Popescu había emigrado a Francia tras la guerra. En París frecuentó los círculos de exiliados rumanos, en especial a los intelectuales que por una u otra causa vivían en la orilla izquierda del Sena. Poco a poco, sin embargo, Popescu se dio cuenta de que todo aquello, según sus propias palabras, era un absurdo.

Los rumanos eran visceralmente anticomunistas y escribían en rumano y sus vidas estaban destinadas a un fracaso apenas mitigado por unos débiles rayos de luz de orden religioso o de orden sexual.

No tardó Popescu en encontrar una solución práctica.
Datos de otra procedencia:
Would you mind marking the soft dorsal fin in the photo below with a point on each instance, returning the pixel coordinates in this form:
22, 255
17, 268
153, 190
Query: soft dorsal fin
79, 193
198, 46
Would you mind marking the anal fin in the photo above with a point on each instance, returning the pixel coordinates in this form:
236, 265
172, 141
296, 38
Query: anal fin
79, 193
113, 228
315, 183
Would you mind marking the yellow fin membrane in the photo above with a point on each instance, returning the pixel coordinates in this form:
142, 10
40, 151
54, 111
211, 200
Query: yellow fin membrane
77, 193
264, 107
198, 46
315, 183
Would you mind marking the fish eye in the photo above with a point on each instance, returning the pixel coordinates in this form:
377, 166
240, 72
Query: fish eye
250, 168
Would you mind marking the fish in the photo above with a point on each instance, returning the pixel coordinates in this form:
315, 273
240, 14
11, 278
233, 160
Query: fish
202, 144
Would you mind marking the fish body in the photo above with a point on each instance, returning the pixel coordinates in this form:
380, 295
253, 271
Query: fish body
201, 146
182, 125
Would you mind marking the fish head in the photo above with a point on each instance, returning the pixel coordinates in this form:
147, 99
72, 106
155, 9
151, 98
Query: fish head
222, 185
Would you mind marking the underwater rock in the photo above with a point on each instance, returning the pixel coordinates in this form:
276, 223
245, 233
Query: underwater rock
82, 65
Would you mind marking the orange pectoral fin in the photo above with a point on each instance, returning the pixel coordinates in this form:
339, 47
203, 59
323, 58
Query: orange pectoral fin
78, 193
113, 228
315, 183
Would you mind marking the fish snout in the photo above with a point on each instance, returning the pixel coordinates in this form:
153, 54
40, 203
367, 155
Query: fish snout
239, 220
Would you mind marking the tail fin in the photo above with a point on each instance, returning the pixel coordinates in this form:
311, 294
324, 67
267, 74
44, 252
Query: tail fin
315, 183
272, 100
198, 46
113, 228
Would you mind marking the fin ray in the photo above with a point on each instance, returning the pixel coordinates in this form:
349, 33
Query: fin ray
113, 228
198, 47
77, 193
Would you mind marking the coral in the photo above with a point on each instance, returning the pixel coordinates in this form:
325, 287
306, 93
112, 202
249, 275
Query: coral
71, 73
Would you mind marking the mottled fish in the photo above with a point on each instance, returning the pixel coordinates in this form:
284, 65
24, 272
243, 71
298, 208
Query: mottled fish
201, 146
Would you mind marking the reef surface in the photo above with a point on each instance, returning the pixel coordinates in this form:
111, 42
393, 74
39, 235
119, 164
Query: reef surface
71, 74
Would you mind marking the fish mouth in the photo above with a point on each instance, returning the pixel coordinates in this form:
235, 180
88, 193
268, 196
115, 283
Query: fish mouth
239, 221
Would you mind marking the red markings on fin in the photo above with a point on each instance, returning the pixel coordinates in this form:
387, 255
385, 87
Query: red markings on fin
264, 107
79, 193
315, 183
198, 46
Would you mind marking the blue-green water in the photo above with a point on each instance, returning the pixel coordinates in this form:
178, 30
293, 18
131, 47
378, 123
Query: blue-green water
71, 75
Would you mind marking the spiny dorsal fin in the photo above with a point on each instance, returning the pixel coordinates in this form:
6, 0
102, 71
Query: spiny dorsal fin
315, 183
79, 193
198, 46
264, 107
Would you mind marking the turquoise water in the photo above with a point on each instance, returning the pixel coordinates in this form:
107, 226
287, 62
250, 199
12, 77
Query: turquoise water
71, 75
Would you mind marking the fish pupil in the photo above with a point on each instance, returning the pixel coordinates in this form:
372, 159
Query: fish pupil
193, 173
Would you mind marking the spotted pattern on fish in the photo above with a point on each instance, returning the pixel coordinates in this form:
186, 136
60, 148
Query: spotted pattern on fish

Mediante movimientos hábiles (movimientos dominados por el absurdo) se introdujo en negocios turbulentos en los que se mezclaba el hampa, el espionaje, la Iglesia y las licencias de obra. Llegó el dinero. Dinero a manos llenas. Pero siguió trabajando.

Manejaba cuadrillas de rumanos en situación irregular.

Luego húngaros y checos. Después magrebíes. A veces, vestido con un abrigo de pieles, como un fantasma, iba a verlos a sus cuchitriles. El olor de los negros lo mareaba, pero le gustaba.

Estos cabrones son hombres de verdad, solía decir. En su fuero interno esperaba que ese olor impregnara su abrigo, su bufanda de satén. Sonreía como un padre. A veces hasta lloraba. En sus tratos con los gángsters era distinto. La sobriedad lo caracterizaba.

Ni un anillo, ni un colgante, nada que refulgiera, ni la más mínima señal de oro.

Hizo dinero y luego hizo más dinero. Los intelectuales rumanos iban a verlo para que les prestara dinero, tenían gastos, la leche de los niños, el alquiler, una operación de cataratas de la señora. Popescu los escuchaba como si estuviera dormido y soñando. Todo lo concedía, pero con una condición, que dejaran de escribir sus odiosidades en rumano y lo hicieran en francés.

Una vez fue a verlo un capitán mutilado del 4.° cuerpo de ejército rumano, que había estado bajo las órdenes de Entrescu.

Al verlo llegar Popescu saltó como un niño de sillón en sillón.

Se subió encima de la mesa y bailó una danza folclórica de la región de los Cárpatos. Hizo como que orinaba en una esquina y se le escaparon unas cuantas gotas. ¡Sólo le faltó retozar en la alfombra! El capitán mutilado trató de imitarlo, pero su minusvalía física (le faltaba una pierna y un brazo) y su debilidad (estaba anémico) se lo impidieron.